The visualization used for this seminar is based on Alexandr Verinov's code.  

# Generative models

In this seminar we will try several criterions for learning an implicit model. For the first part almost everything is written for you, and you only need to implement the objective for the game and play around with the model. 

**0)** Read the code

**1)** Implement objective for a vanilla [Generative Adversarial Networks](https://papers.nips.cc/paper/5423-generative-adversarial-nets.pdf) (GAN). The hyperparameters are already set in the code. The model will converge if you implement the objective (1) right. 

**2)** Note the discussion in the paper, that the objective for $G$ can be of two kinds: $\min_G \log(1 - D)$ and $\min_G - \log(D)$. Now implement the second objective and ensure model converges. Most likely, in this example you will not notice the difference, but people usually use the second objective, it really matters in more complicated scenarios. **NOTE:** the objective for D stays the same.

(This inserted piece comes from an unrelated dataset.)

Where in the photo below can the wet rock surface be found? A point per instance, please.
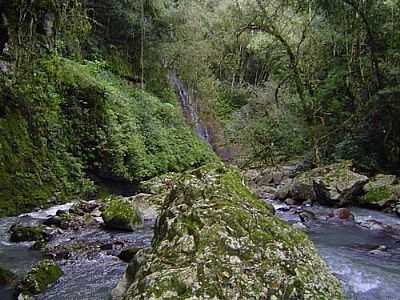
(216, 240)
(86, 252)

**3 & 4)** Implement [Wasserstein GAN](https://arxiv.org/pdf/1701.07875.pdf) and WGAN-GP. To make the discriminator has Lipschitz property you need to clip discriminator's weights to $[-0.01, 0.01]$ range (WGAN) or use gradient penalty (WGAN-GP). You will need to make few modifications to the code: 

   - Remove sigmoids from discriminator;
   - Change objective (see eq. 3 and algorithm 1 in [the paper](https://arxiv.org/pdf/1701.07875.pdf)): 
   - Add weight clipping for D [see here](https://github.com/martinarjovsky/WassersteinGAN/blob/master/main.py#L172) / gradient penaly (WGAN-GP) [code](https://gist.github.com/DmitryUlyanov/19ce84045135e3f81a477629e685aec8); 

   
In general see [implementation 1](https://github.com/martinarjovsky/WassersteinGAN/blob/master/main.py#L172) / [implementation 2](https://github.com/caogang/wgan-gp). They also use different optimizer. 

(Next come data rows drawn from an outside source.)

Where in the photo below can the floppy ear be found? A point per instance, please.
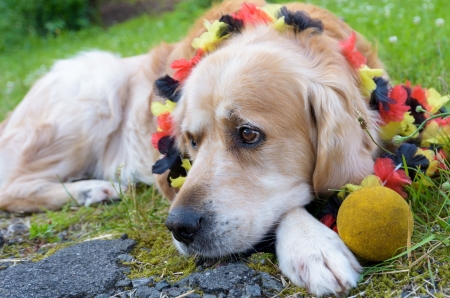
(344, 151)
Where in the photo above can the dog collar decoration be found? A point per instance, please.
(404, 110)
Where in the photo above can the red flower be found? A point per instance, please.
(183, 67)
(349, 50)
(165, 122)
(157, 136)
(394, 179)
(398, 109)
(330, 221)
(251, 14)
(442, 121)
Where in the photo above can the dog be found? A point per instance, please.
(268, 119)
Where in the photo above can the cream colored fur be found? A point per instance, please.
(90, 115)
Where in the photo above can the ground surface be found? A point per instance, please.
(413, 39)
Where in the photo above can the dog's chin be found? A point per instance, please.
(211, 250)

The default hyperparameters may not work well, spend some time to tune them -- play with learning rate, number of D updates per one G update, change architecture (what about weight initialization?). 

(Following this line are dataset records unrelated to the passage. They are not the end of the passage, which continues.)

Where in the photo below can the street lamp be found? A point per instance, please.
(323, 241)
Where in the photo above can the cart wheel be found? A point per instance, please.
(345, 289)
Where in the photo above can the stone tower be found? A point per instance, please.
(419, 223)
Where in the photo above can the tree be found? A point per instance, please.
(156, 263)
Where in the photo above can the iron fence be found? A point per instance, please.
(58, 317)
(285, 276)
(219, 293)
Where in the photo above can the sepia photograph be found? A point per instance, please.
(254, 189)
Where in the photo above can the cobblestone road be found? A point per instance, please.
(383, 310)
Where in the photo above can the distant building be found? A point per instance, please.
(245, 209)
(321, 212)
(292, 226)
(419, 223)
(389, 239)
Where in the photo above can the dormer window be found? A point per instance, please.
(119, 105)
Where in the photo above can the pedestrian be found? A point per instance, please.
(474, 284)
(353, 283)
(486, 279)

**5) Bonus: Wasserstein Introspective Neural Networkss**. This is basically WGAN-GP without generator. Read and implement [WINN paper](https://arxiv.org/pdf/1711.08875.pdf) for our toy task. The classification step is almost identical to the discriminative step for WGAN-GP. However on synthesis step, we will not use a generator network, but instead we optimize the same loss as the generator loss in WGAN-GP with respect to the *generated objects* (aka "pseudo-negative samples"). Then, we accumulate the generated "pseudo-negative" samples and use mini-batches from them as the "fake data" for the next classification step.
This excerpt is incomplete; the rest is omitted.